What do you enjoy so far about your current position? What are some challenges? NS: I love the challenges themselves—the juxtaposition between the natural and built environs and the cultural diversity of the City that leads to many good conversations with residents who are passionate about trees—or about not having trees. In all, I enjoy the complexity of the tasks at hand, how they fold into our mission, and navigating the ship while learning from my superiors, peers, and staff.
What are a few things people might be surprised to know about street tree planting in NYC? NS: We plant over 150 unique cultivars of trees in our public rights-of-way on an annual basis! That is an insane number, and we are extremely proud of our accomplishments in helping to diversify the City’s urban forest.
What is your ultimate vision for the NYC street tree planting program? NS: To continue the upward arch of being the best street tree planting program in the world and to assure each and every New Yorker that every tree being planted is done so with every consideration in mind, even the ones they haven’t thought of (leave that to us). Finally, to know that each tree is set up to survive and thrive after our two-year establishment period has ended.
What are your interests in your free time? NS: Cooking, reading, spending time with my loved ones, and playing guitar. I have many guitars, and I recognize that it’s a problem, but I am not ready to stop collecting.
Anything else you want to be sure to share? NS: Talking to New Yorkers about the best slice of pizza is risky business—be prepared to hunker down and listen. Is it the sauce, the dough, the cheese, or the toppings? Many differ, even those who agree on politics.
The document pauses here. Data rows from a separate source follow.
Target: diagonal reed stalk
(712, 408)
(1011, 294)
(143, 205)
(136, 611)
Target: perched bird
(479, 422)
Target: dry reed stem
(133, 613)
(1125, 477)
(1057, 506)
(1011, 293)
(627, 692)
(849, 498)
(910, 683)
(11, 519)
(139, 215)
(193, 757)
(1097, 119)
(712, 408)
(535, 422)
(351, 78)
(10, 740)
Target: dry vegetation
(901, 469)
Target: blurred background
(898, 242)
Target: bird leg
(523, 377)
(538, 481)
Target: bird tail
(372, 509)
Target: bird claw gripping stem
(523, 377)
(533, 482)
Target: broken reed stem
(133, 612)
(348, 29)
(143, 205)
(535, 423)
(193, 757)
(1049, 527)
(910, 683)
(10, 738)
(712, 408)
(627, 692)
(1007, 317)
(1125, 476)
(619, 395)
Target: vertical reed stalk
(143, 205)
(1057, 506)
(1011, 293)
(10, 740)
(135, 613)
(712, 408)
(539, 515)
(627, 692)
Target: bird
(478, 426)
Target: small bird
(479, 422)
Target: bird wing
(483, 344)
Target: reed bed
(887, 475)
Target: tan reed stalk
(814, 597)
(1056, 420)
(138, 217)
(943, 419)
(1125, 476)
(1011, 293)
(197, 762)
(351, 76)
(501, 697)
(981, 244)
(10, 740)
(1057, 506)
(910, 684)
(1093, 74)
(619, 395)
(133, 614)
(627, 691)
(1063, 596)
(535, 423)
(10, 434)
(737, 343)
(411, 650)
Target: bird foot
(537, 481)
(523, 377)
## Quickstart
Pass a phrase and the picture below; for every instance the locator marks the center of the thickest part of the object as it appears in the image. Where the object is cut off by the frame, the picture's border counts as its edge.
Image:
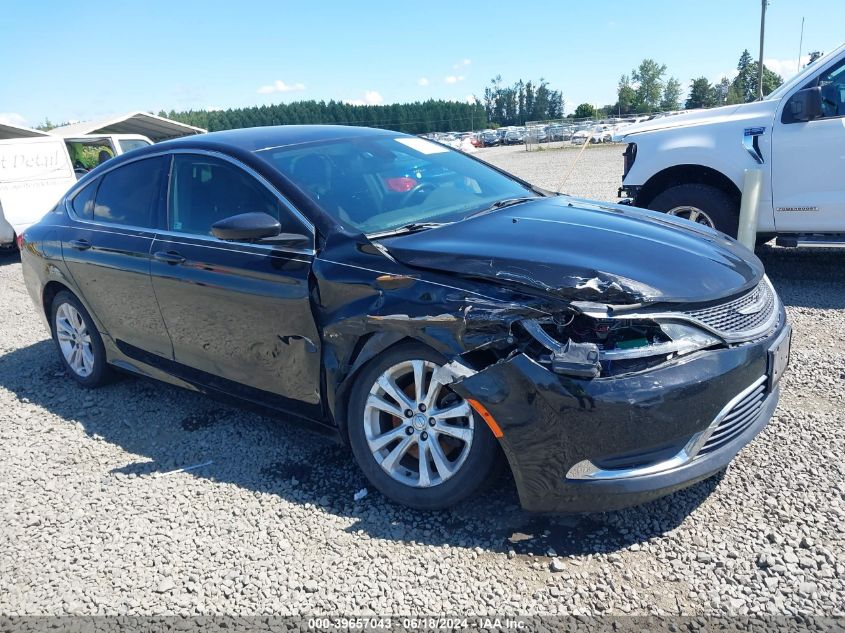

NYSUFC Board Member Rachel Holmes is the coordinator of The Nature Conservancy’s urban forestry program called Healthy Trees, Healthy Cities. She is also a Flamenco dancer and a wildland firefighter (read on!).
Can you tell us about your childhood influences that foreshadowed getting interested in urban forestry? Rachel Holmes: I grew up in Clifton, New Jersey on a street that was lined with a diverse mix of mature trees that had been planted by a previous generation of homeowners. I remember riding my bike over heaved sidewalks and imagining that I was racing in a BMX course. When I was in fifth grade, the town decided to redo all the sidewalks. Rather than work around the trees, they took them all down! I actually went outside to yell at the men removing the trees. Concerned for my safety, my Mom actually took me away because I think she was afraid I would throw myself in between the workers and the trees.
I was driven away from my tree-lined street and came back to … nothing. It was a pretty painful experience and at the same time, a seminal moment in my appreciation of trees. Because I had been surrounded by trees in my early childhood, I knew what I was missing when they were taken down. It is important to me now to do what I can to help prevent other people from experiencing this.
The City replaced some of the trees with flowering pears, many of which came down in storms, including ours. A few years ago, I helped my parents pick out a good specimen of eastern redbud that is doing really well; my Mom and Dad frequently text me photos of it.
While I gained an early appreciation for urban nature, I was fortunate to experience what some would call the “wild” at a much bigger scale. Starting in sixth grade, I worked on my aunt and uncle’s ranch in Colorado, learning the ins and outs of ranch management including Western horsemanship. The ranch abutted Pike National Forest which is where I was first exposed to managed forests. This is also where I first witnessed the impacts of wildfire on forest ecosystems.